For some reason Apache is not seeing the directory configuration
commands that set up authentication for that directory. If you
are using .htaccess files, does your httpd.conf file say
"AllowOverride AuthConfig" for the directory? Apache is usually
distributed with "AllowOverride None" set, which will cause
.htaccess files to be quietly ignored.
- All logins are rejected, and the error log says it cannot execute the
authentication module. Error messages might look like:
exec of '/foo/bar/authcheck' failed: (2) No such file or directory
[Thu Nov 15 12:26:43 2007] [error] AuthExtern authcheck
[/foo/bar/authcheck]: Failed (-1) for user foo
[Thu Nov 15 12:26:43 2007] [error] user foo: authentication
failure for /mae/index.html": Password Mismatch
The first of these three messages is from Apache's process launching
library, and gives the clearest information about what caused the
error. Typically it will be either "No such file", which means that
the pathname you specified for the authenticator in step (2) does
not match the actual location of your external authenticator, or
it will be "permission denied", indicating that either the file
or one of the directories above it is permitted so whatever account
apache is configured to run as does not have execute permission.

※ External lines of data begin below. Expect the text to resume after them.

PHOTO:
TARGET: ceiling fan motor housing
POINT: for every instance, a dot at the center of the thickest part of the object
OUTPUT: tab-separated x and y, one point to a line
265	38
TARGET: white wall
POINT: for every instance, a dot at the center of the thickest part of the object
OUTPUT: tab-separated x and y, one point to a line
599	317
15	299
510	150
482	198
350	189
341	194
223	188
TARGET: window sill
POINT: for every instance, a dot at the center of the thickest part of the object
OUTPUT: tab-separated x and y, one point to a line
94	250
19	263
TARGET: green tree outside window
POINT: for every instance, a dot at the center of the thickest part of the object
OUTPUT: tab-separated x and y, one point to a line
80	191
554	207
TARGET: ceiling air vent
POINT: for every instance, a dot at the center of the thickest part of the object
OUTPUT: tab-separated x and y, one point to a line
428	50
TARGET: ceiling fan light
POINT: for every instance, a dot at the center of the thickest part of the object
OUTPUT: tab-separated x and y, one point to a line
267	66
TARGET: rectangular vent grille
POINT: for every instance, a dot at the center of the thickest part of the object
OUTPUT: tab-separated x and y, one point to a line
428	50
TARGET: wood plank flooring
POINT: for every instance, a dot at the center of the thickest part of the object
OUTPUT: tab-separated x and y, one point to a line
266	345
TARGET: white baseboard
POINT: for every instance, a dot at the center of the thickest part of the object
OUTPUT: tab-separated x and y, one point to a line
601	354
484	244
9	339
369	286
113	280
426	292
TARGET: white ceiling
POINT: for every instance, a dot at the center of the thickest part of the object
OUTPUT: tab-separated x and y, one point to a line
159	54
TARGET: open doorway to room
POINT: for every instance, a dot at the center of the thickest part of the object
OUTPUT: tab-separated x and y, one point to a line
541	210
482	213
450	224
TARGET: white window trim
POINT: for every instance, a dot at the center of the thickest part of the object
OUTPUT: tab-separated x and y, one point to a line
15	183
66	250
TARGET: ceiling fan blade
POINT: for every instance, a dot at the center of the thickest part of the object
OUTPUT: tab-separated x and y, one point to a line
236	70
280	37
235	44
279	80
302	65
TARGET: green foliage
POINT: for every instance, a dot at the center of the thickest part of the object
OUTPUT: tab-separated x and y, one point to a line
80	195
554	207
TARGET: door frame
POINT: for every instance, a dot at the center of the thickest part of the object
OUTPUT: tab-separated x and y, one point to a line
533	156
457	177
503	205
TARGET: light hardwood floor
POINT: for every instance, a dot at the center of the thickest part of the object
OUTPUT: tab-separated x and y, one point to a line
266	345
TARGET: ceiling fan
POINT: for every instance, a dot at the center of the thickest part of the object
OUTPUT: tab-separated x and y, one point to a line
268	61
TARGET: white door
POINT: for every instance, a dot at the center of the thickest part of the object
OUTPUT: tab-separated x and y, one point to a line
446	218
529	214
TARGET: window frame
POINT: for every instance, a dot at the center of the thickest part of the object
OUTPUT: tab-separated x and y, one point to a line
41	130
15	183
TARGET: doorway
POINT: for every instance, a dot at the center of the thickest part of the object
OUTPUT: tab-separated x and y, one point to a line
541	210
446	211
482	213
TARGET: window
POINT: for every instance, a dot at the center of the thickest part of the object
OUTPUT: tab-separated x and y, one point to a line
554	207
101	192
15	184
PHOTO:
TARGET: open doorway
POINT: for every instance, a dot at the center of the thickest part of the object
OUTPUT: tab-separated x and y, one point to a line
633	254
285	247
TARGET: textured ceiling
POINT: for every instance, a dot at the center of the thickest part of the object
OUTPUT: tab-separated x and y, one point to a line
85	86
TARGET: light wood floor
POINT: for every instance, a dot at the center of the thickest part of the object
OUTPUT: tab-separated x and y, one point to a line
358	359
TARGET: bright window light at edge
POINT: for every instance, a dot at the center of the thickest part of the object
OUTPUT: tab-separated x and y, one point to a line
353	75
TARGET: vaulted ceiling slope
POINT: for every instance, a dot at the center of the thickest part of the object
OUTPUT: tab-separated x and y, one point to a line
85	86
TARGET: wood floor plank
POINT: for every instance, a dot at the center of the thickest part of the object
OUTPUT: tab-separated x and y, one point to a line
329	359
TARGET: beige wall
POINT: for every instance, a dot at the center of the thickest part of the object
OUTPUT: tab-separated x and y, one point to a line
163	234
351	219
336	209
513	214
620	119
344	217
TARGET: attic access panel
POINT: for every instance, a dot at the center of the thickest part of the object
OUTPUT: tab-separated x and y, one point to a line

If it's a script, it also needs read opinion.
The second error message is actually generated by mod_auth_external.
It just says authentication failed for the user. Normally it would
give the status code returned by the authenticator in parenthesis,
but if the authenticator could not be executed it will show a
phoney status code of -1 (which some systems display as 255).
The third error message is from Apache. Don't be mislead by it's
saying "Password Mismatch". When mod_auth_external fails, it
rejects all access attempts. To apache this looks like a
Password Mismatch.
- Authentications failed and the message in the error log says it
failed with a status code of -2 or 254, for example:
[Thu Nov 15 12:26:43 2007] [error] AuthExtern authcheck
[/foo/bar/authcheck]: Failed (-2) for user foo
[Thu Nov 15 12:26:43 2007] [error] user foo: authentication
failure for /mae/index.html": Password Mismatch
A status code of -2 (or 254) indicates that the authenticator
crashed or was killed before it could return a status code. This
could either be because some other process sent it a signal to
terminate it, or it crashed due to some kind internal error in
the code, causing a segmentation fault or some other similar
crash.
- Error log says "Failed (X) for user foo" with X being some number
other than -1, -2, 255 or 254.
The authenticator ran, and exited with the given non-zero return
code. You'll have to check the authenticator to see under what
conditions it exits with that return code.